The Wikipedia article has a derivation of the Klein-Gordon equation. It gets to this step:
$$\sqrt{\textbf{p}^2 c^2 + m^2 c^4} = E$$
and inserts the QM operators to get
$$\left( \sqrt{ (-i \hbar \nabla)^2 c^2 + m^2 c^4 } \right) \psi = i\hbar\frac{\partial}{\partial t} \psi$$
The article then says
This, however, is a cumbersome expression to work with because the differential operator cannot be evaluated while under the square root sign. In addition, this equation, as it stands, is nonlocal.

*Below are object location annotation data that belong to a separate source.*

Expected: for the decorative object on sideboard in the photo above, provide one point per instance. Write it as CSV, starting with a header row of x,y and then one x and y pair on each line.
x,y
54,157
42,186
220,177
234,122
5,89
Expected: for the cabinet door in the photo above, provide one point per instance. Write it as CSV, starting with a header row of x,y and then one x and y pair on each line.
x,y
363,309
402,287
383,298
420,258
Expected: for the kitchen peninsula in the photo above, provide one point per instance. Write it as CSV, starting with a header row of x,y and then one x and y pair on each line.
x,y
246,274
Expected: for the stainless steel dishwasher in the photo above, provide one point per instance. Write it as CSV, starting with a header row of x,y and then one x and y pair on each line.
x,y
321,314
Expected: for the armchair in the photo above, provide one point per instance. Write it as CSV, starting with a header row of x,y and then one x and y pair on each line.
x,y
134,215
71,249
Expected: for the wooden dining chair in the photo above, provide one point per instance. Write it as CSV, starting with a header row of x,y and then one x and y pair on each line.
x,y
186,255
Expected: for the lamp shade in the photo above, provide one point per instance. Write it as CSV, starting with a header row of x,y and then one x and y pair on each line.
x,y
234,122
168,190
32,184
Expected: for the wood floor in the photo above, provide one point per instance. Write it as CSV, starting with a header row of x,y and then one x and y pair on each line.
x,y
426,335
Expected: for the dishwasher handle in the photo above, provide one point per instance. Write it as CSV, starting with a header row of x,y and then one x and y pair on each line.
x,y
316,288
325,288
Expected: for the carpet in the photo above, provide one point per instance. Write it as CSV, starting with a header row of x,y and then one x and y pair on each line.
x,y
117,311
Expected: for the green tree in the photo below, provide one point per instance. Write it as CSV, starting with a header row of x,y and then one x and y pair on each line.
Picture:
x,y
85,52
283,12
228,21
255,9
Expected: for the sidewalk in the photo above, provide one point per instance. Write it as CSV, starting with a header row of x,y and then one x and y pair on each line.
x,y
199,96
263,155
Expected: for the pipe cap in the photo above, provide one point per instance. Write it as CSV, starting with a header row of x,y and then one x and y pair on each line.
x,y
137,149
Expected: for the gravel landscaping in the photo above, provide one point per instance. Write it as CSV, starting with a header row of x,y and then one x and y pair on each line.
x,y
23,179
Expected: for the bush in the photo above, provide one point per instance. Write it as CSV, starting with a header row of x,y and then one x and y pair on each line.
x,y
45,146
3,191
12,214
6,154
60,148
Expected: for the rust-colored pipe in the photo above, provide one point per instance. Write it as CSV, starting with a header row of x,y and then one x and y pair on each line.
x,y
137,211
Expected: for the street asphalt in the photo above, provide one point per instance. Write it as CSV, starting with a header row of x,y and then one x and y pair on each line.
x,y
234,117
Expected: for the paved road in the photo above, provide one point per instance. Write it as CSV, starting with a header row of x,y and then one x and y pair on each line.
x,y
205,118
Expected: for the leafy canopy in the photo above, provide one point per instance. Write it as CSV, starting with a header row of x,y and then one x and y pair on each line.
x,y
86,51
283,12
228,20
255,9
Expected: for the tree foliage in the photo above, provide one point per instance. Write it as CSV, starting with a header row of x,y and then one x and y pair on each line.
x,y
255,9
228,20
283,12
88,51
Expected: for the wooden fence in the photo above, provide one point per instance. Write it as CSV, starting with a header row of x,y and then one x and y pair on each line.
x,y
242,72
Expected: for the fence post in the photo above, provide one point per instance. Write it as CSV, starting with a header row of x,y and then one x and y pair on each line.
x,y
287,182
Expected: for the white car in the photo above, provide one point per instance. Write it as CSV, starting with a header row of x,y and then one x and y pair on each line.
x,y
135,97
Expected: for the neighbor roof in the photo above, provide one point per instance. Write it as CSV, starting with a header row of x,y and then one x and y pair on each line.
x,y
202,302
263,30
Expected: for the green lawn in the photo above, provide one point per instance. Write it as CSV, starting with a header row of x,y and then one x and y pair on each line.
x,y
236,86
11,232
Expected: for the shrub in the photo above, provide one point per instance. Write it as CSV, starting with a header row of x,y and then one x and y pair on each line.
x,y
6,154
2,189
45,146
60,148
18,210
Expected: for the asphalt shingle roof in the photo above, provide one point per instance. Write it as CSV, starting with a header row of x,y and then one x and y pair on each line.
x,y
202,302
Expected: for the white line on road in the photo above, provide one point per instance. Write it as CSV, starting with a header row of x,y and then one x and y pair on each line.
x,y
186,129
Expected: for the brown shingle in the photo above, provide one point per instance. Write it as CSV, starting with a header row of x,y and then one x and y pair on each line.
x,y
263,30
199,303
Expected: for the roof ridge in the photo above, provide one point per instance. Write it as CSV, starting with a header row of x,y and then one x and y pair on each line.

To fix this, the first equation is squared instead to get
$$\textbf{p}^2 c^2 + m^2 c^4 = E^2$$
after which the QM operators are inserted and the expression is simplified to get
$$-\hbar^2 c^2 \nabla^2 \psi + m^2 c^4 \psi = -\hbar^2 \frac{\partial^2}{\partial t^2} \psi$$
A couple things I don't understand. First, are the solutions to this differential equation not exactly the same as the solutions to the first differential equation? Both sides of the starting equation were squared, so it seems to me that regardless of the particular form of the resulting differential equation, both of them should have the exact same set of solutions.
Secondly, why is the first differential equation cumbersome to work with? It seems like it would in fact be easier to work with, since the operator under the square root could be expanded in terms of a Taylor series and then you have an equation that is first order in time.
And finally, can someone elaborate on what nonlocal means? The linked article on the Wikipedia page didn't entirely help me understand it.